Lecture | SMILE Talks
Understanding the role of prosody at multiple levels of linguistic organization: Experimental and crosslinguistic insights
- Date
- Friday 26 September 2025
- Time
- Serie
- SMILE - Experimental Linguistics series
- Address
-
Herta Mohr
Witte Singel 27A
2311 BG Leiden - Room
- 1.78
Abstract
Prosody is crucial for transmitting information that cannot be inferred from words and grammar alone, and plays a key role in encoding functions at different levels of linguistic organization. Prosodic cues, for instance, not only distinguish lexical meaning as in the Swedish words ánden ‘the duck’ versus а̀nden ‘the spirit’, but also underpins information packaging by highlighting the most relevant constituent of the discourse, namely focus information.
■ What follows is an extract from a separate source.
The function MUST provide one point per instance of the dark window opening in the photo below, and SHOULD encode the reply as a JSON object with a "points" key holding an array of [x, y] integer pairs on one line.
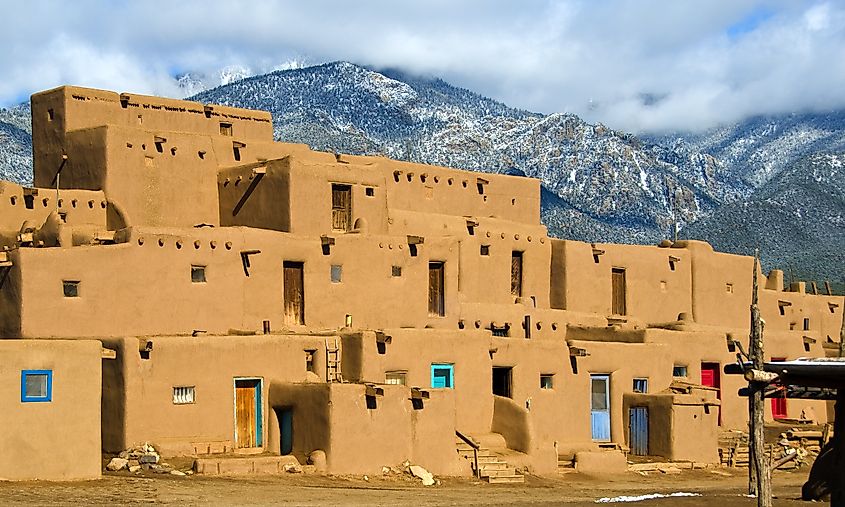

Despite the growing number of studies in the cognitive neuroscience of language, neural underpinnings of these prosodic functions and their interactions are not well understood. Further, there is a paucity of experimental paradigms to operationalize them in a dynamic communicative situation. In a recent series of experiments, we have aimed to contribute to the field by investigating the relevance of prosody for spoken communication at the lexical and discourse levels i) separately and concurrently ii) using psychometric and electrophysiological (EEG) measures, iii) employing typologically distinct languages, and iv) adopting ecologically valid contexts. In this talk, I will focus on two studies, in Turkish and Swedish, examining how listeners judge prosodic violations, leading to lexical and discourse level anomalies, both actively and passively. The psychometric and EEG data show that prosodic violations are judged as incorrect by the listeners both at the lexical and discourse levels. There is, however, a difference in the perceived correctness of prosodic violations depending on the level at which they occur, indicating that the language comprehension system reveals different sensitivities to prosodic violations at different levels of linguistic organization. Notably, these sensitivities are subject to cross-linguistic variation. This pattern of results suggests that the brain not only extracts prosodic cues of different origins, but also weighs them according to their relevance in a communicative context and the relative functional load of prosody in a given language.